Our creative coding workshops are coming to the Southampton area this October! First Coding will be running our popular Scratch game building workshop on Saturday 27th October at The Pavilion on the Park, Eastleigh, SO50 9LH.
A task will be set (based around a treasure hunting problem) and with guidance and help, pupils will build their solutions before going head-to-head at the end of the session to win a prize.
I’ll be running the after-school computer club again at Leehurst Swan starting next Thursday. I really enjoyed running the club before the summer and I’m looking forward to seeing what ideas the pupils come up with this term. We’ll be covering Scratch and Python, so I’m sure it’ll challenging and fun for all.
First Coding is always developing new ideas for app. Here’s one we recently published to the app store, it’s a simple variation on the Simon game from the 1980s. Titled The 4 Dots this game will test your memory and it’s free to download from the Play store for people to play. Just click here.
First Coding is very happy to reveal that after a summer of hard work our teaching resources are now online and available. Our resource packs are a subscription based online resource for primary and secondary school teachers as well as parents to aid in the teaching of computing within schools and the home. Not only does it provide teachers with classroom handouts, working project examples and PowerPoint presentations but subscribers have access to a monthly podcast of ideas for setting up coding clubs as well as a support forum and video seminars to help deliver great lessons.
The Scratch coding competition that was run over the summer holidays has now finished and I have had great fun judging the entries.
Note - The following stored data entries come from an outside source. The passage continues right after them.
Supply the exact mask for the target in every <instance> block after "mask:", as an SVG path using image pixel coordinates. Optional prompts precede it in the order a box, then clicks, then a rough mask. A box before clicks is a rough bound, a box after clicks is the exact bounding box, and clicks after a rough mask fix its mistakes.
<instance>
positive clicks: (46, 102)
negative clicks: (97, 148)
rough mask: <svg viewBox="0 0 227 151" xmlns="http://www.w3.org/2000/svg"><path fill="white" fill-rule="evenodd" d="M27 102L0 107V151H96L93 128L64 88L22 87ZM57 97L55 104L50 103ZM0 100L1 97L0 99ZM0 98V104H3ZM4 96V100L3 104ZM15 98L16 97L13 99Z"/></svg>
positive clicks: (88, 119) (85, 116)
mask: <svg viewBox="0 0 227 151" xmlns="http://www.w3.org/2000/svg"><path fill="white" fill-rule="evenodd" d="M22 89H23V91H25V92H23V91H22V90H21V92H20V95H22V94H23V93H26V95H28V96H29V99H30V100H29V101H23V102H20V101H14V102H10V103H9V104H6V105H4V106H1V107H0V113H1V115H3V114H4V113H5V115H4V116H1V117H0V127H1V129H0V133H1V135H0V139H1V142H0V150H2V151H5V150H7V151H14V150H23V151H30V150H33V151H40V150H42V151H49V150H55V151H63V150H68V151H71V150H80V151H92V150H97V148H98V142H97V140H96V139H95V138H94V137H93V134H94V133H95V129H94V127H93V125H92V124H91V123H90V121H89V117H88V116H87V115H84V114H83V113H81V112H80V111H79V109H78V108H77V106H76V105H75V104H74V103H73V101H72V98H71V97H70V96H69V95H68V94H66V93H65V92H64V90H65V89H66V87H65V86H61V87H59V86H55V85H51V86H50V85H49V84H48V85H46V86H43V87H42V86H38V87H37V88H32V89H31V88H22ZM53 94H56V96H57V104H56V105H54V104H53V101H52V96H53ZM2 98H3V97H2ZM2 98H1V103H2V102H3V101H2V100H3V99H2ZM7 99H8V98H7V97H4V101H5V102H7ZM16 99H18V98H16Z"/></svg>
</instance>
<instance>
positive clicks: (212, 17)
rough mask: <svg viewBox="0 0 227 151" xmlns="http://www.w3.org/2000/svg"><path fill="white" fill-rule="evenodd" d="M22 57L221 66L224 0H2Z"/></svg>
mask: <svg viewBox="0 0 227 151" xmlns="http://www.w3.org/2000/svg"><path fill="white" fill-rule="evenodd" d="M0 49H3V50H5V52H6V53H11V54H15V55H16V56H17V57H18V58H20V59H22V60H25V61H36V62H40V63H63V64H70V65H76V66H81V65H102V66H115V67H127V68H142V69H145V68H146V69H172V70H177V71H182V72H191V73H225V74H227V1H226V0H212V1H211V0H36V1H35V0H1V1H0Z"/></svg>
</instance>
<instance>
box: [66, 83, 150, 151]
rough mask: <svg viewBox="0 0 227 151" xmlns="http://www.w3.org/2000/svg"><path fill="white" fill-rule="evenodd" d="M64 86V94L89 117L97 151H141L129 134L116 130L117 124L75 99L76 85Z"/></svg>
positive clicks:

After failing to find suitable competition to encourage my students over the holidays, I decided to set one up myself and the response has been great. It’s allowed me to speak with teachers, educators and parents all over the world and it’s also been great fun playing all the fantastic entries the First Coding received.
Thank you to everyone who took the time to build a game and enter it. It was really difficult to choose a winner but if you didn’t win this time around, maybe enter another one the next time we hold a similar competition.
A huge thank you to everyone who took the time to enter their games they made into our summer competition. We’ll be going through them all shortly and we’ll announce the winners at the end of the week. I can already tell that this is going to be a tough job, the standard has been excellent. Well done to everyone who entered and thank you once again for supporting First Coding’s creative summer challenge.
If you’re looking for a creative outlet, or need inspiration or help with a project you’re working on, then you might be interested to know that I’m starting a free monthly meet up for people young and old to show off any projects and discuss ideas. I’m calling it INVENT.
First Coding will now be running two Retro Gaming coding workshops this month. They’re being held at The Old Fire Station in Salt Lane, Salisbury and each one costs just £20 for the two hour session. The times of the workshops are below:
Saturday 11th August 2pm – 4pm
Saturday 18th August 2pm – 4pm
If your child is aged between 10 and 14 and would be interested in attending one of the workshops, then please drop me a line.
We’ll be using Scratch, a visual programming language that is used in most schools. Scratch can be used in very clever ways (including designing this video for the workshops) and is a great gateway into learning to code.
This week saw First Coding host its very first children’s party. The parents were looking to host a party with a difference and approached me to see what I could do to help. So this weekend we had eight young coders all working away on their own games to then go head to head to win prizes at the end. The prizes I gave away were copies of this rather fab Scratch coding book based on Star Wars, check it out here.
It was a great deal of fun for all, including myself who got to work with some great kids with some very creative ideas, all whilst being fed cake.
In today’s sessions we were looking at how we could use the Microbit to measure water quality. One idea was to use the light sensor, shining a light through the water to then have its intensity measured. Another great idea was to measure the conductivity of the water, as impurities would influence the readings. Here we’re just getting some base readings from ordinary tap water.